A friend of mine, a veteran of the military, shared this mantra with me, “Take care of your feet, because your feet take you everywhere.” I always remembered that fact and for us humans, it can often be associated with many types of medical issues, particularly those that are connected with a number of conditions like diabetes and circulation problems, since our lower extremities are the furthest from both our hearts and brains.
In another chapter from my personal adventures associated with my beloved canine companions, during the dog days of summer, in the quiet suburb neighborhood where I live, I always walk my dog with bare feet during the hotter months. Although my neighbors tease me about this relentlessly, my mind tells me that, if the sidewalk or asphalt is too hot for MY FEET, it must most certainly torture my dog’s sensitive little paws. Anyone who has ran quickly across a hot beach with no shoes can certainly relate to this circumstance. OUCH!
The same is true for our pets, especially dogs, whose paws propel them everywhere in life. Taking care of these delicate extremities is vitally important for their mobility, health and overall welfare. When they have issues with these tissues, sometimes they can chew, lick and irritate these sensitive areas, which only makes the matter worse. Here’s some ways to watch and protect the paws of our beloved four-legged pets:
Paws Don’t Come With A Preventative Care Manual
Although there’s no such thing as “perfect” when it comes to preventative care, there are some steps that we can take to help our pets with better paw protection:
Trimming their nails is a daunting task at best, but taking some preventative measures when you’re a DYI kind of pet owner is essential.
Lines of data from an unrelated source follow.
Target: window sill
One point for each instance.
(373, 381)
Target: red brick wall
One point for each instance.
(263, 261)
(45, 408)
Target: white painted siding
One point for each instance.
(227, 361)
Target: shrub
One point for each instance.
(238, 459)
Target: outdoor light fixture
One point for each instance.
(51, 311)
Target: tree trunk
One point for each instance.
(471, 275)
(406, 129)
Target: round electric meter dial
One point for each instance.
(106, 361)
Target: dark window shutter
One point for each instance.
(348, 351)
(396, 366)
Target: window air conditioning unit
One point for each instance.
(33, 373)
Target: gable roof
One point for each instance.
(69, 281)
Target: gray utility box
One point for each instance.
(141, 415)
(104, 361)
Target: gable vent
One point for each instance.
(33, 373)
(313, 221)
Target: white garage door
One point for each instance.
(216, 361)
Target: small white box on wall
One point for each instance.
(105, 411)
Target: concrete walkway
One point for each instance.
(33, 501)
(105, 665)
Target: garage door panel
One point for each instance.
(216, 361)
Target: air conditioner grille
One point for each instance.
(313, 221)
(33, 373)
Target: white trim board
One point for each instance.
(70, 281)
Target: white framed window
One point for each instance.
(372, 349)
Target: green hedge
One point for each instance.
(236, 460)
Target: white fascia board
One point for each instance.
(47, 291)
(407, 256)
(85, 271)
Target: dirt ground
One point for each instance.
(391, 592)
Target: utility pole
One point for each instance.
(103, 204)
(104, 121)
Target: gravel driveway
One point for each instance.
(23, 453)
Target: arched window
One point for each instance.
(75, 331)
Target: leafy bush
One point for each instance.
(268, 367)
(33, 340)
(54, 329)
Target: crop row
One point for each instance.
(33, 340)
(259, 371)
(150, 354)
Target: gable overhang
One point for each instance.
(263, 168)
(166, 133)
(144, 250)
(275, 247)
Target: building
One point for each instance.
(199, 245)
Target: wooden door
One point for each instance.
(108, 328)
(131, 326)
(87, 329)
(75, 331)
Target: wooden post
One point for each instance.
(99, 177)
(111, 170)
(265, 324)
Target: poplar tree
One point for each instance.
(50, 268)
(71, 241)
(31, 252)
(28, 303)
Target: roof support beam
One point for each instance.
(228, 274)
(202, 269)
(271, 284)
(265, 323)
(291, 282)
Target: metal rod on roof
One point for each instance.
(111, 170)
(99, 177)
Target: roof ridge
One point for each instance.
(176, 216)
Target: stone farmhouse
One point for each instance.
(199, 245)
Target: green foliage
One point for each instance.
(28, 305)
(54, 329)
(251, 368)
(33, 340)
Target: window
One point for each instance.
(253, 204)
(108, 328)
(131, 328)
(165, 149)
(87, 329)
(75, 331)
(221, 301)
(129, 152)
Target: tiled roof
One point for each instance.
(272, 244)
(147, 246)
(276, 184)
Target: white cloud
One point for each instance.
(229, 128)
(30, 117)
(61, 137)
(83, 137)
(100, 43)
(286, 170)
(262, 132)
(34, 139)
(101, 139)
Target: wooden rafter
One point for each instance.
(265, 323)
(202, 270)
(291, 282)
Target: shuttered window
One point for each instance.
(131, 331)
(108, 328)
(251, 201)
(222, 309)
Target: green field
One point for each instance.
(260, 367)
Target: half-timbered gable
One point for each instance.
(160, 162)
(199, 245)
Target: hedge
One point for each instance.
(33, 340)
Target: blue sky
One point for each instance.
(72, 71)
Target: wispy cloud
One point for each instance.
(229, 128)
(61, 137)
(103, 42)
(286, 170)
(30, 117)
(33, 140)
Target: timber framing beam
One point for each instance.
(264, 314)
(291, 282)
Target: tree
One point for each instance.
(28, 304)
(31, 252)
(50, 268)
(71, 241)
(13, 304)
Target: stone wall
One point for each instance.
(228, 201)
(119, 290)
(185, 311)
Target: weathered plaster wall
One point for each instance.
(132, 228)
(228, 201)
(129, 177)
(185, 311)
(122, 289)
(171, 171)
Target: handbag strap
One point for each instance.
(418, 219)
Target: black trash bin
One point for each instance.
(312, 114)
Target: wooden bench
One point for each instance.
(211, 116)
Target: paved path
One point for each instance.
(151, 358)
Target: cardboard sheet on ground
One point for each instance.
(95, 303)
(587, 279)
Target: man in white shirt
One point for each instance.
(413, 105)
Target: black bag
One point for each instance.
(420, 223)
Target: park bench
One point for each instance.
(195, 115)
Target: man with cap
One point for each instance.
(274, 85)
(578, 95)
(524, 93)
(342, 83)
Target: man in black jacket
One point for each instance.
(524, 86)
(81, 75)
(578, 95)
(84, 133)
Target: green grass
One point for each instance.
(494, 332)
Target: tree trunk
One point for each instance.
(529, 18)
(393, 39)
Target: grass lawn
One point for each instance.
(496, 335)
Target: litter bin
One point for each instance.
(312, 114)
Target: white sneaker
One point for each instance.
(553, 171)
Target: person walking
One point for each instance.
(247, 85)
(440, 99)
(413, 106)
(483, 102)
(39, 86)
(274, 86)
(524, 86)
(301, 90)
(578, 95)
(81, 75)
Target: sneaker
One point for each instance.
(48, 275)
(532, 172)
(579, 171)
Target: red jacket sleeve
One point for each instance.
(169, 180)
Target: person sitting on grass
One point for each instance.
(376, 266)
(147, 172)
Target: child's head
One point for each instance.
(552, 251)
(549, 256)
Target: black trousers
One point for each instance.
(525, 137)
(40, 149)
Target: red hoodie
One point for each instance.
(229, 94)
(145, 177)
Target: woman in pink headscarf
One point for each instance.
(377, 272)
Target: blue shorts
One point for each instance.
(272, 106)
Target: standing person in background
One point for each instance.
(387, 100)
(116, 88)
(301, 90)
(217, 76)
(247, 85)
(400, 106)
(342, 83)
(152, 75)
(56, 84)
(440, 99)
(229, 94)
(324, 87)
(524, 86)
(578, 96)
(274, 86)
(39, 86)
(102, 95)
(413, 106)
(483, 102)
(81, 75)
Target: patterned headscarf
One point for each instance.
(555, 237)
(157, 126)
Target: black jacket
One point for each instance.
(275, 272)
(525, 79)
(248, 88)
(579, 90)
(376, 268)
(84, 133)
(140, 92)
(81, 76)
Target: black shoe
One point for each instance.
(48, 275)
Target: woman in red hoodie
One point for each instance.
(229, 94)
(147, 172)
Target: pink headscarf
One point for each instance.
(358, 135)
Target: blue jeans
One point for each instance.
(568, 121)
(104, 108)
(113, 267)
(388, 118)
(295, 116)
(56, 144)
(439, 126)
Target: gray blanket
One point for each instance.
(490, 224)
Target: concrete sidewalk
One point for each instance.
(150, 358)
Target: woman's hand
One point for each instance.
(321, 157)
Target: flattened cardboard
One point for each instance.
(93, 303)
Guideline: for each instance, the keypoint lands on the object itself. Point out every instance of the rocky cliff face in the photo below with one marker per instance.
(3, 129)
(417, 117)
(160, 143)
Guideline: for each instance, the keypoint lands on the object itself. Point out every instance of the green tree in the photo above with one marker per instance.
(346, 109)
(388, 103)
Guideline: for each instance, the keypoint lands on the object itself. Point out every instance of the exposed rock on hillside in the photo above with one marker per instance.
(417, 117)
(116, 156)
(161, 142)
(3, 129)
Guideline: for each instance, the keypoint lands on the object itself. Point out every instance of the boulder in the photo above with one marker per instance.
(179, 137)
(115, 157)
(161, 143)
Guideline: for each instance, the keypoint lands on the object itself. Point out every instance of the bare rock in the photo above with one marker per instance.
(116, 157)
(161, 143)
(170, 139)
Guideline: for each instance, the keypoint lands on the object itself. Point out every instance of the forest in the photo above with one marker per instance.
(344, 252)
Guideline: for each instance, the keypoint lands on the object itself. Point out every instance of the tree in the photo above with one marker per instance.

Consider taking some of these steps to prevent excessive bleeding from cutting too close to the quick.
Check your dog’s footsies regularly for signs of irregular abuse, cracking, peeling, redness, swollen areas and other areas of possible irritation and infection. Consult your veterinarian if these problems look serious or you see limping and excessive licking, chewing or favoritism, which can complicate matters.
Some dogs that have anxiety problems, or they are particularly stressed for some reason, others are aging with arthritis and other muscular conditions can be more prone to issues with their legs and paws. Again, see your veterinarian for solutions and relief that go beyond the “cone of shame.”
In extreme climate conditions, both hot and cold, pet owners should resort to protective devices such as booties, to protect their pets from unnecessary harm from the elements.
Younger dogs that are more fast moving and are therefore particularly vulnerable to paw injury and abuse, especially on rough surfaces. They should be monitored more closely and watched for signs of increased wear-and-tear that can occur with higher incidences with these more active individuals.
There’s another idiom for the care of feet and delicate paws that that goes along with our human endeavors that goes, “Take care of your feet because they’ll carry you for life.” Extend the years you spend with your pet by ensuring their paws, legs, heart and soul, will be with you for life. Both yours and theirs.